Consent is freely given, not coerced.
Excellent trainers use treats or other rewards in classical counter-conditioning to illicit a change in the dog’s emotional response. However, this is very different from coercing the dog into compliance. Some “trainers” will slip a leash onto the dog, pull them close, start petting them, and will say, “See, I’m showing him that I’m not mean. I’m petting him!” The problem here, you dipstick, is that the dog doesn’t want pets from you. Classical counter-conditioning only works when the dog is getting something they actually enjoy.

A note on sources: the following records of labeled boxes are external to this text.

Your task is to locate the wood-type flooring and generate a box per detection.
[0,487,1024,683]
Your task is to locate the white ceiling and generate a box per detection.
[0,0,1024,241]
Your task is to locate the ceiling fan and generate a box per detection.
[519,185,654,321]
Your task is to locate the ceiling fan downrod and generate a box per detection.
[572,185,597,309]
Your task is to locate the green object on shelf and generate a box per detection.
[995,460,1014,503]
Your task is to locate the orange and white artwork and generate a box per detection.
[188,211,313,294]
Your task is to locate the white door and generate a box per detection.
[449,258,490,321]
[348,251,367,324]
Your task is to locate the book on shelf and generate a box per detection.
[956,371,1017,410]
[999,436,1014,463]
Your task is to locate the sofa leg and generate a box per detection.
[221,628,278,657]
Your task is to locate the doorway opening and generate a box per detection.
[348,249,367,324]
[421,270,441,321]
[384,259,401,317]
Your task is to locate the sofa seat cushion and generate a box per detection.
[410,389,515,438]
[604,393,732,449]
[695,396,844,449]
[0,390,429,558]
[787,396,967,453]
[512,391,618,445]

Instead, how about you learn some patience and just sit on the floor tossing the dog treats until it decides to approach and investigate? How about you just leave the damn dog alone for a bit? How about we allow the dog the freedom to make their own choices, and stop coercing them into submitting to our casual wants? I know, I know. That’s insane, right?
Consent is reversible.
I raised my idiot dog from the time he was 9 weeks old. He’s stayed with me in my car working at an evacuation site during the California wildfires. He’s snuggled with me on my bed almost every night of his luxurious life. However sometimes he doesn’t want to cuddle. Sometimes he gives me a little grumble that says, “Hey, not today.” My response? “Sorry!” I even reward him for that by giving him the space he’s asking for. Would he ever actually bite me? I’m 100% sure I could never get my dummy to actually commit to a bite. He makes all kinds of noise when he thinks he’s tough, but show him a feather and he runs for the hills.

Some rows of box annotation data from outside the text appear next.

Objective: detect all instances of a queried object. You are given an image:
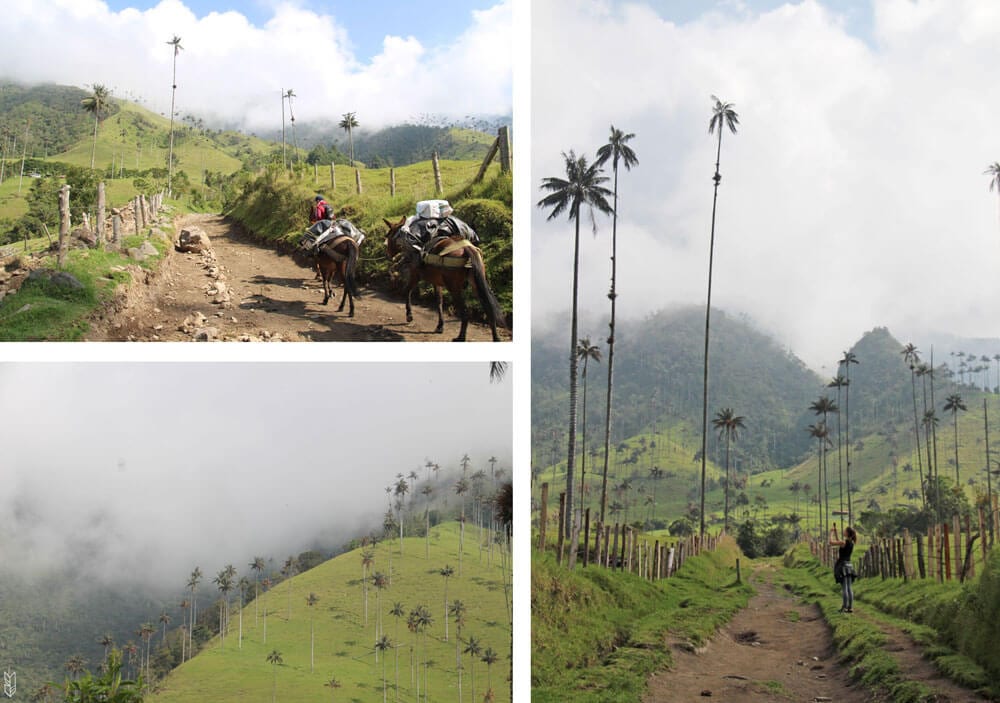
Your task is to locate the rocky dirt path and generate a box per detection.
[88,214,509,342]
[643,565,869,703]
[643,564,983,703]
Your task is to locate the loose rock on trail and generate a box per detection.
[88,214,509,342]
[643,565,982,703]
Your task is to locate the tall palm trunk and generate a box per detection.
[910,365,927,506]
[698,125,722,539]
[562,213,584,538]
[601,160,618,523]
[167,54,177,195]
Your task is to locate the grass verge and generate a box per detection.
[531,541,753,703]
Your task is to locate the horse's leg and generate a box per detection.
[406,269,420,322]
[448,278,469,342]
[434,284,444,334]
[337,261,347,312]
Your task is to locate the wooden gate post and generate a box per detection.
[431,151,444,195]
[59,184,70,268]
[94,181,104,248]
[538,483,549,552]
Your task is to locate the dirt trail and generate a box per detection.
[643,566,869,703]
[88,214,509,342]
[643,564,983,703]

That part isn’t important. I don’t care that he would never bite me. He reversed his consent, and it’s my duty to respect that. Is this really such a weird concept?
I won’t keep going on the direct parallels between sexual consent and consent in dog interactions, because ultimately I don’t want to give the impression that I think they’re the same conversation.
Alright, so let’s get to the practical application of this wacky idea.
I’m not saying we should allow our dogs to be defiant. If you’ve asked your dog to ‘sit’ before they meet someone, you should follow through. Ensure that your dog offers a ‘sit,’ demonstrating that they can handle themselves appropriately around people. If you’ve asked your dog for a “Come” while off-leash, you’d better have practiced that 100 times with really high rate of reinforcement. I’m not saying we shouldn’t withhold what a dog wants until the dog gives me what I want, (as long as what I want is reasonable.) I’m not advocating for being permissive.
What I am saying is that you should respect your dog’s autonomy, and your dog should have some way to safely communicate, “I don’t want to go for a walk today.” “I don’t want to meet this person.” “I feel sick this afternoon, I don’t want this kid laying on me.” The alternative is a dog who idiots label “aggressive.” The dogs growl, lunge, bite, etc. Then we euthanize them for communicating the only way they knew how. That totally makes sense, right?
Acknowledge that your dog is pretty dang smart. (Even my idiot is admittedly very intelligent.) Your dog has the mental capacity to make decisions for themselves, and we have to stop faulting them for making those decisions. I advocate to my training clients that our goal is to live together with understanding, respect, and effective communication… That shouldn’t be some radical new idea.
As always, I always recommend a good relationship with your local certified dog trainer and/or behavior consultant. It’s 2021, most of us are online now. Everyone is now local. There’s no excuse.